Verizon Says Striking Employees to Return to Work This Week

Verizon Communications Inc. said 45,000 striking workers in the northeast U.S. will begin returning to the job tomorrow night, while the two sides keep negotiating what the company called “major issues.”

Benefits, work flexibility and job security are among the matters that still need to be negotiated, Verizon said in a statement yesterday. Contracts that expired on Aug. 6 will remain in effect for an undefined period, Verizon said.

Facing a decline in its traditional landline phone business, Verizon has been seeking work-rule changes and employee contributions to health-insurance premiums. Workers have said they shouldn’t have to make substantial concessions as earnings rise and executive pay remains healthy.

“This is going to take time, that’s why there was no set deadline,” said Peter Thonis, a spokesman for Verizon, in a telephone interview. “We will be meeting again very soon. There is a set schedule for this.”

He didn’t know when the company and unions would meet again.

Jim Spellane, a spokesman for the International Brotherhood of Electrical Workers, said in an interview that the agreement “lowers the temperature and helps create an atmosphere for serious bargaining.”


Candice Johnson, a spokeswoman for the Communications Workers of America, said the talks will resume this week.

New York-based Verizon said yesterday the two sides have made progress on some local and regional issues, without elaborating. The talks began in July.

The resolution will end a walkout begun Aug. 7 by employees from Verizon’s landline business in nine Northeastern states and the District of Columbia. The labor action was the largest since 73,000 General Motors Co. workers went on strike for two days in 2007, said Jeffrey Keefe, professor of labor and employment relations at Rutgers University in New Brunswick, New Jersey.

The employees are represented by the Communications Workers of America and the International Brotherhood of Electrical Workers.

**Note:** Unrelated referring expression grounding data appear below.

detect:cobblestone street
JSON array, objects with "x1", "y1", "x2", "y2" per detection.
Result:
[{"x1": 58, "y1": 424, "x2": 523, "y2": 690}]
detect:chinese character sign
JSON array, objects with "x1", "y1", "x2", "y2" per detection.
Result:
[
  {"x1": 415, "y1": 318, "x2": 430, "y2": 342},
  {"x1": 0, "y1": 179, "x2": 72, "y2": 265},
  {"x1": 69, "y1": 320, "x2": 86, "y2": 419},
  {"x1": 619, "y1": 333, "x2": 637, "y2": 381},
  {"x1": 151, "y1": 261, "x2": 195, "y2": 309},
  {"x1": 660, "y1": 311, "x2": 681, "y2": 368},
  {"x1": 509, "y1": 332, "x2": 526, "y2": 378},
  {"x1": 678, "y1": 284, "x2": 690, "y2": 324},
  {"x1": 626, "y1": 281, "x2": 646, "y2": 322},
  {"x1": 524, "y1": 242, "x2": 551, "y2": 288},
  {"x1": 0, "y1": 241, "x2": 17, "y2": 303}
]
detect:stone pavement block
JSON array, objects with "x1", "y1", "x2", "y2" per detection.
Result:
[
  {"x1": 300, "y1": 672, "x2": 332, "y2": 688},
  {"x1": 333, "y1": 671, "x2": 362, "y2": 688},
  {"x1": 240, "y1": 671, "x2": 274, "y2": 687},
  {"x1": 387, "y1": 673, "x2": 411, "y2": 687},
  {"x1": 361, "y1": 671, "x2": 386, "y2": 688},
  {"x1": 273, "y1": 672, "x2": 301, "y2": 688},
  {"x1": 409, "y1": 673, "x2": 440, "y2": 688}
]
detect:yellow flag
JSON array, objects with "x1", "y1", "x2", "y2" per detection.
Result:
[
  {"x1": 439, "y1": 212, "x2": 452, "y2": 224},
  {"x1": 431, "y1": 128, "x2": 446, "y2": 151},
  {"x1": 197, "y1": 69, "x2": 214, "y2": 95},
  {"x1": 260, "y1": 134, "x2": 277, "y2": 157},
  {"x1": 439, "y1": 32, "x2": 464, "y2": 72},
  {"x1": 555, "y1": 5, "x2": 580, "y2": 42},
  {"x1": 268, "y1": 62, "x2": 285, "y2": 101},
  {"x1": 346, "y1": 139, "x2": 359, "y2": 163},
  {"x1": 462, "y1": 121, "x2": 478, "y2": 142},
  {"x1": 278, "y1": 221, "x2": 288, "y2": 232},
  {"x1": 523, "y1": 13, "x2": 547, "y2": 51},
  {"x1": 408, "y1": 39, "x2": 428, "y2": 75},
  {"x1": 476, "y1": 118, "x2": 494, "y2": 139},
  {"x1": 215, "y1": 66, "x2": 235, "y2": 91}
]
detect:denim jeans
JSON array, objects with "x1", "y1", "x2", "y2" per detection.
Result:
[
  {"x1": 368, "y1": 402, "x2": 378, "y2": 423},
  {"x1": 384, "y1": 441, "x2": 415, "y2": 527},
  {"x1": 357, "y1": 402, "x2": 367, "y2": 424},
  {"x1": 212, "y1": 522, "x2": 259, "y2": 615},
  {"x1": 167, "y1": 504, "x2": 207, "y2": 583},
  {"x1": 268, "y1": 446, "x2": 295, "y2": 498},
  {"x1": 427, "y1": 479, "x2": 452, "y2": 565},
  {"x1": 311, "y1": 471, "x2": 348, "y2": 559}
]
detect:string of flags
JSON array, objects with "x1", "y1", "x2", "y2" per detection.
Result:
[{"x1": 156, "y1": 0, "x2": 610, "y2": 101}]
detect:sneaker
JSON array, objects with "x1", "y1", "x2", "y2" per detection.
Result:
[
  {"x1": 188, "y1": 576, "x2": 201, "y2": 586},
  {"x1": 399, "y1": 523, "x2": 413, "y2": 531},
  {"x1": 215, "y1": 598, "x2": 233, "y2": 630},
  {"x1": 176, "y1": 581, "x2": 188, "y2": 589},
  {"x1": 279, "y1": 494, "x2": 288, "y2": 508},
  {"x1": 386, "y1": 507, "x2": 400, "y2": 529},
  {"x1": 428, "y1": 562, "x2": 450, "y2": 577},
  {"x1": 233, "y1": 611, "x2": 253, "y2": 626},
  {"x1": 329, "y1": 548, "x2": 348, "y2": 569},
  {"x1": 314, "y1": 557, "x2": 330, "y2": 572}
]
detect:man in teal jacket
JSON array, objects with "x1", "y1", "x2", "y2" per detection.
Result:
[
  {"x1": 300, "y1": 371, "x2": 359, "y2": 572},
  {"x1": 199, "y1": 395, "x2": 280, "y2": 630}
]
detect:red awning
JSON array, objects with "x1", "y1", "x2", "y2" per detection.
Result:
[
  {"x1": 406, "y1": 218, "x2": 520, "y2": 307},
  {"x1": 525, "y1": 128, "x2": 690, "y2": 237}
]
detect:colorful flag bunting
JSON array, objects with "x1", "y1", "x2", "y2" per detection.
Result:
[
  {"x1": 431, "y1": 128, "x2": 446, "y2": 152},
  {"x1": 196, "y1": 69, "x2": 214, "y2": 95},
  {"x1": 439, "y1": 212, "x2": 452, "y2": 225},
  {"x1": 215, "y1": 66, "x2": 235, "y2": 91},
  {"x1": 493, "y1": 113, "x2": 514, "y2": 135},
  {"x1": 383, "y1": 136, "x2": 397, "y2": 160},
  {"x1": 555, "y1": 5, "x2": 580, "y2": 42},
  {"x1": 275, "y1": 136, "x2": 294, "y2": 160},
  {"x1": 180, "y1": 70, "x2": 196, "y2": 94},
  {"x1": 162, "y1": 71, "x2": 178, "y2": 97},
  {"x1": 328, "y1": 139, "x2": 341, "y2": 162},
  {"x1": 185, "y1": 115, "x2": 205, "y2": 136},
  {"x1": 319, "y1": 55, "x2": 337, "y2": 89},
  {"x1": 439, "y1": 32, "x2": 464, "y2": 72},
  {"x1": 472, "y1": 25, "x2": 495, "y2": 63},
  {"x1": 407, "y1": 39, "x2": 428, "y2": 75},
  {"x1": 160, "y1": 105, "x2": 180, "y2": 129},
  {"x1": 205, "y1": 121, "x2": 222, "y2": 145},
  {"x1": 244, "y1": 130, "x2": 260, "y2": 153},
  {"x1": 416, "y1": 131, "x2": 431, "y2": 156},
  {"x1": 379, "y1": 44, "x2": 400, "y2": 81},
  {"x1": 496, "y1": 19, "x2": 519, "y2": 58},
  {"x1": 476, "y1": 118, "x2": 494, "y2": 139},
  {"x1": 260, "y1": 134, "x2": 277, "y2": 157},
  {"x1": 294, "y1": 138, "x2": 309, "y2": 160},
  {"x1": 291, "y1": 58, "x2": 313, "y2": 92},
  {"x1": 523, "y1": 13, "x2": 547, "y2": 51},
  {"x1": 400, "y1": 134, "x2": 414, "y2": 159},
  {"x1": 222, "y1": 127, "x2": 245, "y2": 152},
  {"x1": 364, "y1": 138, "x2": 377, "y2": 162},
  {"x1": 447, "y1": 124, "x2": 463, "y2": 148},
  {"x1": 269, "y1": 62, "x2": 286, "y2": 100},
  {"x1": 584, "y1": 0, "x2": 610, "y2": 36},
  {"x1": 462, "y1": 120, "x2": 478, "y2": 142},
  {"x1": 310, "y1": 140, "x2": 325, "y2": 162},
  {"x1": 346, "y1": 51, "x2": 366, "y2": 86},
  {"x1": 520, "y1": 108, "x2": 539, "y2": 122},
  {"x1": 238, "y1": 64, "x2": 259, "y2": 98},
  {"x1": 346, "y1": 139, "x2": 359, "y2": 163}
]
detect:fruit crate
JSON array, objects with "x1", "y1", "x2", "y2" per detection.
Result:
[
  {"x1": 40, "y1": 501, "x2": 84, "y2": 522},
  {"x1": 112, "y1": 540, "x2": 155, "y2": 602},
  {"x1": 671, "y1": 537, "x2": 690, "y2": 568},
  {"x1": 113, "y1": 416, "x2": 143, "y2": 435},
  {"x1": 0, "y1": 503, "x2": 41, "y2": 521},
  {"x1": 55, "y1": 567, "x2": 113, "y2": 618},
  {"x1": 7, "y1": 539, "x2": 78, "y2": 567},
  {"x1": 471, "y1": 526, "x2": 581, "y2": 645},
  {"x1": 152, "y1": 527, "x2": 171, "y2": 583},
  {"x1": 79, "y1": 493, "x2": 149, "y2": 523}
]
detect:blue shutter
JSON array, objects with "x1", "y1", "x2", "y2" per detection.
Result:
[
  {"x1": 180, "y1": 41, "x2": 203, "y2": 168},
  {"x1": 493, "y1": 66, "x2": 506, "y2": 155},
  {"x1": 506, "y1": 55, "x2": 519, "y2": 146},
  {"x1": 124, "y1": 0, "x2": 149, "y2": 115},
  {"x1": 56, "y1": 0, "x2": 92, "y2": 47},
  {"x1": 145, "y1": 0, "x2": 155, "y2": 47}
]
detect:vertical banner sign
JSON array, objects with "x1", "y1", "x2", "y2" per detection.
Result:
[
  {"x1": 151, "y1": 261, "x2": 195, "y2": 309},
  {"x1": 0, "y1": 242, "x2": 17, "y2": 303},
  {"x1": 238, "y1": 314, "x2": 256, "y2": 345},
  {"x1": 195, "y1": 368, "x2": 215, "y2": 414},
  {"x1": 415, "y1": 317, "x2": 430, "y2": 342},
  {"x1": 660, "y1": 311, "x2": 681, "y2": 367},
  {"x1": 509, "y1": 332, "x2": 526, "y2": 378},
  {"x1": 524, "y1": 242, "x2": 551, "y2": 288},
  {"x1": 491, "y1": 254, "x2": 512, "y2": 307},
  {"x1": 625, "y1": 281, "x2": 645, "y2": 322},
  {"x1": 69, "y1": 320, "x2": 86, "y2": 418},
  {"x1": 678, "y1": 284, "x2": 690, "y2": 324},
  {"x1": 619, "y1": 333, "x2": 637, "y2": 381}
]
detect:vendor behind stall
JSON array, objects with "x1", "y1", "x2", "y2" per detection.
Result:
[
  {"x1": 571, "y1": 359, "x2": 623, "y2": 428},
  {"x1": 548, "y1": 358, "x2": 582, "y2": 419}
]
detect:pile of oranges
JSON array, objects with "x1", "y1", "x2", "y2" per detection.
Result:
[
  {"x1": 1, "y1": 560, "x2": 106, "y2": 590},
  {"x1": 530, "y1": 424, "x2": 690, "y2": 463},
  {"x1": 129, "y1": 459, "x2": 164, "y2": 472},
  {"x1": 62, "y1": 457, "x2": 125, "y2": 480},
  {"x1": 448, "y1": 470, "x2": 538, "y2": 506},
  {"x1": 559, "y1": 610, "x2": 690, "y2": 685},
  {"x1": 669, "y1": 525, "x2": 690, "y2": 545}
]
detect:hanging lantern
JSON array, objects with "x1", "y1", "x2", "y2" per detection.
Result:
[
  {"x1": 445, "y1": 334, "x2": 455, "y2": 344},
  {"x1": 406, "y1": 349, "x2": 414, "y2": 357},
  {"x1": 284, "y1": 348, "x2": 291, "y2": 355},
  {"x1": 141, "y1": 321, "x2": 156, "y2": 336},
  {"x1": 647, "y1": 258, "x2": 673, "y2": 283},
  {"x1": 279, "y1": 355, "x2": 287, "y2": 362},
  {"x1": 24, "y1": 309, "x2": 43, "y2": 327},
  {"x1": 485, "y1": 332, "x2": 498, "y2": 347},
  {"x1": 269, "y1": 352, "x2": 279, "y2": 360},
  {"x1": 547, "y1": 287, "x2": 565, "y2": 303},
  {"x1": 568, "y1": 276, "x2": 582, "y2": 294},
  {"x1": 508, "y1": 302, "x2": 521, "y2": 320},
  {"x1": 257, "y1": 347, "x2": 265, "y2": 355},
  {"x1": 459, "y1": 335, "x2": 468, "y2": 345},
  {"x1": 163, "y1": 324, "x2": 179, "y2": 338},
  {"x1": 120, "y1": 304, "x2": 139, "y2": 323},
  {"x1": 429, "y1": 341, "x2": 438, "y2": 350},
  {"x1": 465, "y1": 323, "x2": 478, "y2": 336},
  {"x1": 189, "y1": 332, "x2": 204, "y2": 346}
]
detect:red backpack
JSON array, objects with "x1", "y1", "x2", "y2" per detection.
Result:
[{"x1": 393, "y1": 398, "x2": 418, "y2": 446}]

In an Aug. 7 statement, Verizon Chief Executive Officer Lowell McAdam said the company needed concessions from unions because of the division’s customer losses and eroding profitability. He also cited competition from cable-TV providers that don’t have similar “contract constraints, enabling them to be more nimble and flexible meeting customer needs.”

Growth in Wireless

Verizon’s competitors also include AT&T Inc., the biggest U.S. phone carrier and second-largest wireless operator. AT&T has proposed acquiring Deutsche Telekom AG’s T-Mobile USA, allowing it to surpass Verizon Wireless as the No. 1 U.S. mobile carrier.

Verizon’s revenue and profit fell last year as declines in the landline business offset growth in wireless. The number of fixed lines, including residential and business customers, slid 8.2 percent to 26 million at the end of last year, extending declines since 2003. During the same period, wireless subscribers more than doubled to 94.1 million.

The company’s wireless business has been largely unaffected by the strike.

Verizon shares fell 36 cents to $34.71 in New York Stock Exchange composite trading on Aug. 19. The stock has declined less than 1 percent since the work stoppage began.